Violence begets more violence; death and slaughter will run rampant
when men, women, and children grow up in times that are thirsty for
bloody, clouded by anger, and quick to thoughts of vengeance.
Recently I watched “Kingdom of Heaven,” the Director’s Cut, directed
by Ridley Scott of “Gladiator” fame, and I won’t sit here and not say
that I didn’t love this movie. History fascinates me, it’s one of my
loves, and one of the two majors I completed in my undergrad. I happily
sat there and watched it, admiring it for its technical achievements,
but more so for where it stood on Western and Arab relations.
On a side note, this move was touted as a historical action flick and
had 45 minutes of footage edited out because the studio head didn’t
believe a modern audience would want to go see a movie this long.This is
the primary reason it didn’t do as well as Scott would have liked and
many critics found the film to feel “incomplete.”
This bloody conflict (The Crusades), which lasted for nearly 200
years, set up the shaky relationship of these two religious powers that
continues to persist to this day. This is the primary focus of the film.

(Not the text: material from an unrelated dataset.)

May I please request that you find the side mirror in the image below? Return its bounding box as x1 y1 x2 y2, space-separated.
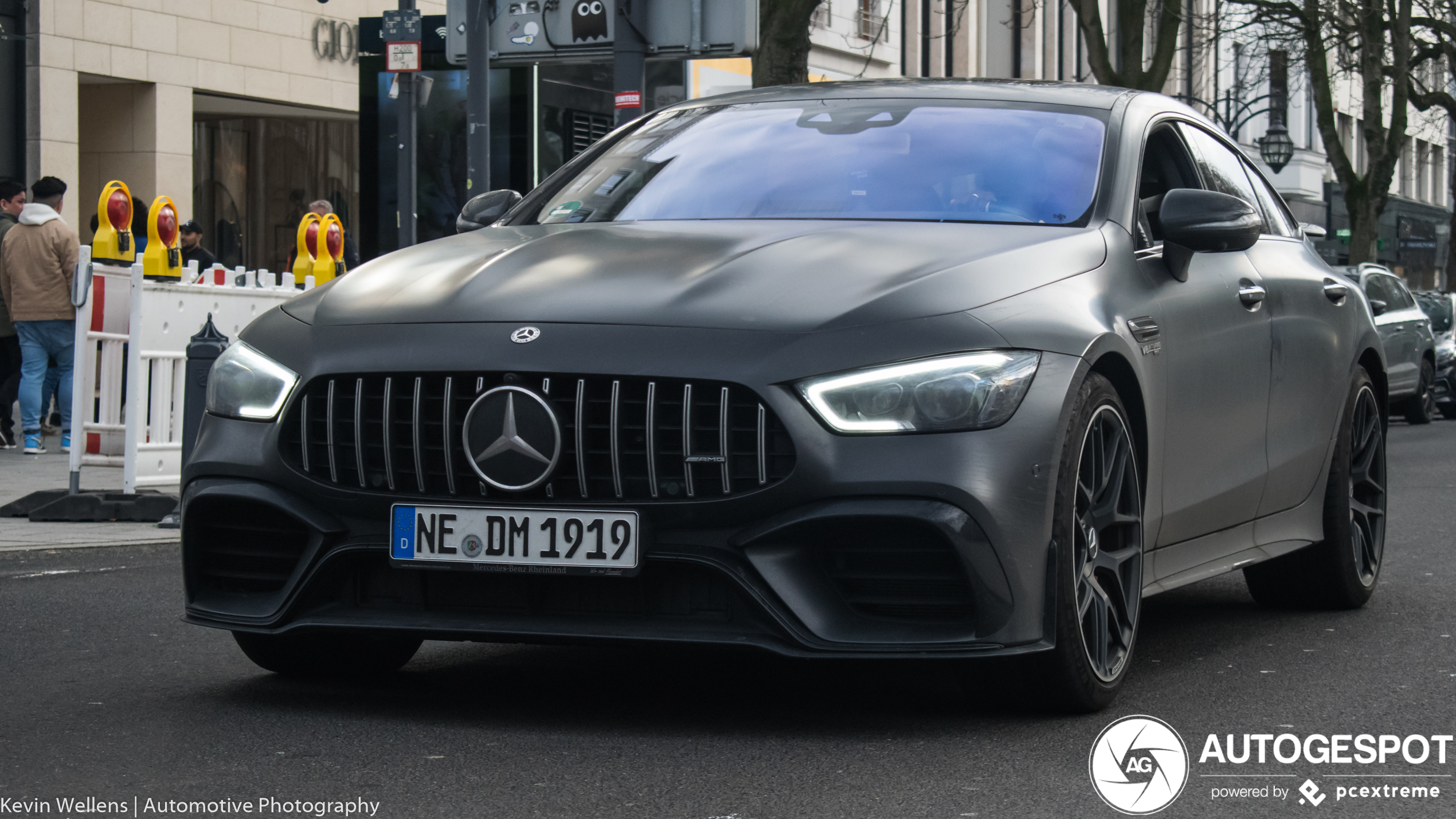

The movie, although not entirely accurate, is a fantastic
contemporary depiction that gets at the meat and bones of what this
conflict wrought. Balian de Ibelin (Orlando Bloom) was given his
father’s lands, and through cooperation and dedication, terraformed a
dusty and scarce environment into one that flourished with life and
harvest. It’s no surprise that this scene is a metaphor for the
incredible possibilities that are possible when two opposing forces work
together, and it is a superb portion of the movie.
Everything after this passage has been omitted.